Just use plain English , our failure to provide affordable and decent housing for our population in one of the richest societies in the western world is the biggest indictment of our moribund society. It is a stain on social progress and will eventually lead Britain into third world status, something that is rapidly approaching for the 99%. The 1% being social and emotional cripples, psychopathic deviants who neither care or need the majority to support their life style. Lets hope that the rest get educated fast.
*
Sounds like Britain is well overdue (as is Australia) for a property market crash. Most of these property investors, buy property more for the capital gain than the cash flow that comes from these investments. It’s based on the “greater fool” theory, i.e. Someone down the track will buy the property from them at a far greater price. But what happens when that confidence falls out? Better still, what if we pull out the tax advantages? Suddenly property investment would become a riskier investment for these people.
We’ve already had a slow motion one of those in the vast majority of the country.
Currently houses are back at approximately 2002-3 prices.
See the Nationwide Building Society average house price figure:
2003 Q1: £167,129
2013 Q2: £167,294
http://www.nationwide.co.uk/NR/rdonlyres/7E5472DA-A8BF-4796-8FCE-5E09FEC546B9/0/UK_house_prices_adjusted_for_inflation.xls
Unless you play silly games such as ignoring inflation.
That is true, for the vast majority of the country
But economic policy is run for the benefit of London
And that’s the problem – because London has had 50% rises since 2008 – itself a peak
And elsewhere access to funding prevents people buying
According to Mark Wadsworth’s blog (http://kaalvtn.blogspot.co.uk/p/valuations-and-potential-lvt-receipts.html#2) “the figures quoted by Nationwide and Halifax of around £160,000 are misleading, the mathematical average is far higher than that at around £230,000, as Acadametrics explain. HM Land Registry’s price paid data referred to above also shows that the average price paid for all homes in 2012 was £230,000.”
We need a crash bigger than that! house prices at 2003 rates is still too high!
They are still unaffordable for many.
Anything that discourages speculation in the FIRE sector is worthwhile!
http://www.bbc.co.uk/news/business-23668507
Try using their housing calculator to see where you can afford to buy….after getting 0% you may see the reason for help-to-buy…
With rising inflation, considered by many to be 50% higher than that touted by government, and falling wages, the amount of people getting “0%” is getting higher every day. Considering, by any calculation, that the country is still in recession.
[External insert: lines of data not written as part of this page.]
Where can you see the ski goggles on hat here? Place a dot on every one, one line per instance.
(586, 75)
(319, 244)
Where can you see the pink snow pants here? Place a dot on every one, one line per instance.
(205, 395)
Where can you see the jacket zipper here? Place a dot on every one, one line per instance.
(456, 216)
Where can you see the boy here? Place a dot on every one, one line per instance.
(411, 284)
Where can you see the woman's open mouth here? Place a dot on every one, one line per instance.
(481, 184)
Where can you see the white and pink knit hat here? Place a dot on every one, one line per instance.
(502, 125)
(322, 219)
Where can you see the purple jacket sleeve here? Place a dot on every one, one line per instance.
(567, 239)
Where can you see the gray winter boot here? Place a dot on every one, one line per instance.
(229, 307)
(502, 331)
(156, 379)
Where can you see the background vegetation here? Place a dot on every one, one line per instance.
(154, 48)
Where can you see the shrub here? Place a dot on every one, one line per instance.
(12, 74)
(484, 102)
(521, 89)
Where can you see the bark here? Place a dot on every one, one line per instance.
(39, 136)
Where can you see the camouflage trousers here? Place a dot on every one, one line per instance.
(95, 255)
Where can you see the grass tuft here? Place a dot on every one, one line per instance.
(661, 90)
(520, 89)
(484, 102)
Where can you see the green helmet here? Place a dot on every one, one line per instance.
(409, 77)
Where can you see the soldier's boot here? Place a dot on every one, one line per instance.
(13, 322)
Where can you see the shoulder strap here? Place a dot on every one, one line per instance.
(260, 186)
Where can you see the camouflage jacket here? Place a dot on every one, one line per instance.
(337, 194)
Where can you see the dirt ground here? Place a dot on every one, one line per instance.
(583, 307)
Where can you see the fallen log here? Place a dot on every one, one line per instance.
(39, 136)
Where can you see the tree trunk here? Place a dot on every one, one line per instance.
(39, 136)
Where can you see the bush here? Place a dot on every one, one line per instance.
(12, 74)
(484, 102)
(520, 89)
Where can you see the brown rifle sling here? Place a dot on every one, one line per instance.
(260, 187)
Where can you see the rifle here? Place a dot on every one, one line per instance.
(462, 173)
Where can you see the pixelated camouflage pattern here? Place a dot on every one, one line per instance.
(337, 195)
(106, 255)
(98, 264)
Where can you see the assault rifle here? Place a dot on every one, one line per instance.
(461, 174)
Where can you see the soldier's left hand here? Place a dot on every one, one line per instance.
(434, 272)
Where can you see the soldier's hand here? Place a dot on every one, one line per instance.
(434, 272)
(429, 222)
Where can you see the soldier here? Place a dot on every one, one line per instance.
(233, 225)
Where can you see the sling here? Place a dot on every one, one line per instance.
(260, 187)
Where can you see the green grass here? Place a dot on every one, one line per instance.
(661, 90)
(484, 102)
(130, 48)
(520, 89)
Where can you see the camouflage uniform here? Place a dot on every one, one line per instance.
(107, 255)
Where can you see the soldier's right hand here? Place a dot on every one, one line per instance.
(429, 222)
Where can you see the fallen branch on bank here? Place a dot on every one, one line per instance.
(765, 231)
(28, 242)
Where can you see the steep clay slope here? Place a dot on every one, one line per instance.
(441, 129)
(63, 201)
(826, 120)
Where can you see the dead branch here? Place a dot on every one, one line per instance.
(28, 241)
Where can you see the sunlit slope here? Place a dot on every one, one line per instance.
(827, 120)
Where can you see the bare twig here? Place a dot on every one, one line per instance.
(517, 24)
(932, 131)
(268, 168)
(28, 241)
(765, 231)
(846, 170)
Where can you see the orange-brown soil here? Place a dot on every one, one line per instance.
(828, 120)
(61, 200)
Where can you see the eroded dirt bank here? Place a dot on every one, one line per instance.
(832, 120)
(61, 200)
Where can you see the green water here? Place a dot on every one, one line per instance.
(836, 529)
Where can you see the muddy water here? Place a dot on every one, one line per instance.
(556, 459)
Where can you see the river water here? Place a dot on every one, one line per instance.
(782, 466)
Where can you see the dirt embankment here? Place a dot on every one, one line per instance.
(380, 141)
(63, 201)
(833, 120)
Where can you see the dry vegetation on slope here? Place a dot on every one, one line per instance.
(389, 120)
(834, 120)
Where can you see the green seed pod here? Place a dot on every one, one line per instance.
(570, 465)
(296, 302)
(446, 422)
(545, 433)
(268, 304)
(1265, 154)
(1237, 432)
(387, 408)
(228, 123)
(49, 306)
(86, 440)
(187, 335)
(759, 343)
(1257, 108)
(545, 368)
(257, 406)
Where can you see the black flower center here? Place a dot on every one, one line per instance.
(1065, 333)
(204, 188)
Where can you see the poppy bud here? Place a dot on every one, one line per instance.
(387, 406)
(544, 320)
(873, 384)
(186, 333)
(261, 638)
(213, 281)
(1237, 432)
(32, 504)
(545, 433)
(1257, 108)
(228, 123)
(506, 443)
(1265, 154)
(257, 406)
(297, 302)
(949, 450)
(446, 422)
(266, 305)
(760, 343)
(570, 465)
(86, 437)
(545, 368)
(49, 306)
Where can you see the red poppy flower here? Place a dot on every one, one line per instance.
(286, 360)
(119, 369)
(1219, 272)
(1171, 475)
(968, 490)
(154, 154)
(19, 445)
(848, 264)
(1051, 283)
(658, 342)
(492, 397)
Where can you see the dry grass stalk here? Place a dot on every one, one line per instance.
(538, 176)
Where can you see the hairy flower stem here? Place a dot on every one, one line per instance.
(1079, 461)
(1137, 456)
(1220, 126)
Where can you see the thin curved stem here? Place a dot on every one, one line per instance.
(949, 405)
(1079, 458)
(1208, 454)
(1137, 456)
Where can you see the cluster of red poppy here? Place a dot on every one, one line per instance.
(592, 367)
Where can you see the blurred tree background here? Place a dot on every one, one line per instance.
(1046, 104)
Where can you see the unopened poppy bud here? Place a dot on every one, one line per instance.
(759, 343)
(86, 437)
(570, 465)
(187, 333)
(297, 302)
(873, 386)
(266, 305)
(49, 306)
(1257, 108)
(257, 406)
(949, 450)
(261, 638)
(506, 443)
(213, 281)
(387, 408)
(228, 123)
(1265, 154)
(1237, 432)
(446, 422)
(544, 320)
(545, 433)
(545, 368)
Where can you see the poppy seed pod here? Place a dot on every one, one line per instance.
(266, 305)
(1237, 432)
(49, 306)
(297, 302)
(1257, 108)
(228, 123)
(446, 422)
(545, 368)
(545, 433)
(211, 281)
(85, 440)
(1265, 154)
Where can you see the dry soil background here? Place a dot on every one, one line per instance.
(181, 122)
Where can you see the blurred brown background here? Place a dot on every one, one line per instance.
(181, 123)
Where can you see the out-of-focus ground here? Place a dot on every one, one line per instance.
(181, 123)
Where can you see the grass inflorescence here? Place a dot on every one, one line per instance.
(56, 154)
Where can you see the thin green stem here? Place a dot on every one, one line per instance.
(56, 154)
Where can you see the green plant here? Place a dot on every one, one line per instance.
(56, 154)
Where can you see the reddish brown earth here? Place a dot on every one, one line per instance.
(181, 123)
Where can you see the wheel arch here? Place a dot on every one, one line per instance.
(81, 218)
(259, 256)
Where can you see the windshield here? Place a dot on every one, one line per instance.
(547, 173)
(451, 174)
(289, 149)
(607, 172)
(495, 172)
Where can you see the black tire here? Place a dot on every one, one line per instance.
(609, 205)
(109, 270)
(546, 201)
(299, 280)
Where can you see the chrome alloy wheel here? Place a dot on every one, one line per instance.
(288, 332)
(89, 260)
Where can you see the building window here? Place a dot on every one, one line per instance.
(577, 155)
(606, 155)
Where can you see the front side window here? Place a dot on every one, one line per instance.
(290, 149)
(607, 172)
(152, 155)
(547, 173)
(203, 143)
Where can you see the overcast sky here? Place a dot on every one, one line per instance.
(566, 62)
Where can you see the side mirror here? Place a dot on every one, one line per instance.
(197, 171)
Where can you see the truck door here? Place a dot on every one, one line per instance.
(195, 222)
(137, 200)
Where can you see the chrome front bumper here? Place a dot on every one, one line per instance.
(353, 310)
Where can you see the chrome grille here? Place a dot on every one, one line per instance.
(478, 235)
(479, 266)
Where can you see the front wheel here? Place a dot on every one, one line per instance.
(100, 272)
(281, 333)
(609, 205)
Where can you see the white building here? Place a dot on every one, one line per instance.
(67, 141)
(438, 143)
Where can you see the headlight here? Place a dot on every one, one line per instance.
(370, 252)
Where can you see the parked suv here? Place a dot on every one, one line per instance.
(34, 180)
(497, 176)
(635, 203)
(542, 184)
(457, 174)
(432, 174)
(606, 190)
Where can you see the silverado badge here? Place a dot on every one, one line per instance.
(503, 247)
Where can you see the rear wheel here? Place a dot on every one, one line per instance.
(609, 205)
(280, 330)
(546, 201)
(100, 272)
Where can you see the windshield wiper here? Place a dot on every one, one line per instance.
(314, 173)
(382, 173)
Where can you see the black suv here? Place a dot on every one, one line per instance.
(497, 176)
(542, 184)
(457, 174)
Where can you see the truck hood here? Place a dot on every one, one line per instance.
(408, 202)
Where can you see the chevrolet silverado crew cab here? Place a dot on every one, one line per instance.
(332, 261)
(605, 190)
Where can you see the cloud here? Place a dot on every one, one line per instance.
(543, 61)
Housing Associations is social housing in all but name. The “tax breaks” which Housing Associations get don’t really exist – the government could make them pay more tax but then it would have to give them more subsidies.
Given the lack of enthusiasm for replacing a shed load of taxes with Land Value Tax (or Domestic Rates or whatever you want to call it), a reasonable second best had to be more social housing, a lot more. Keep building the stuff until rents come down to sensible levels and then private rents – and hence private house prices – will come down accordingly.
Under a purist LVT system, everybody also gets a Citizen’s Dividend or personal allowance, so you can see “below market” rents in social housing as being the market rent minus the Citizen’s Dividend (not as good, but getting there).
Final bonus – the banks can’t make ever more money every time social housing changes hands! The council takes out a loan, pays it off, end of discussion. It’s not like private housing where the banks make ever larger sums of money from the same tired old stock.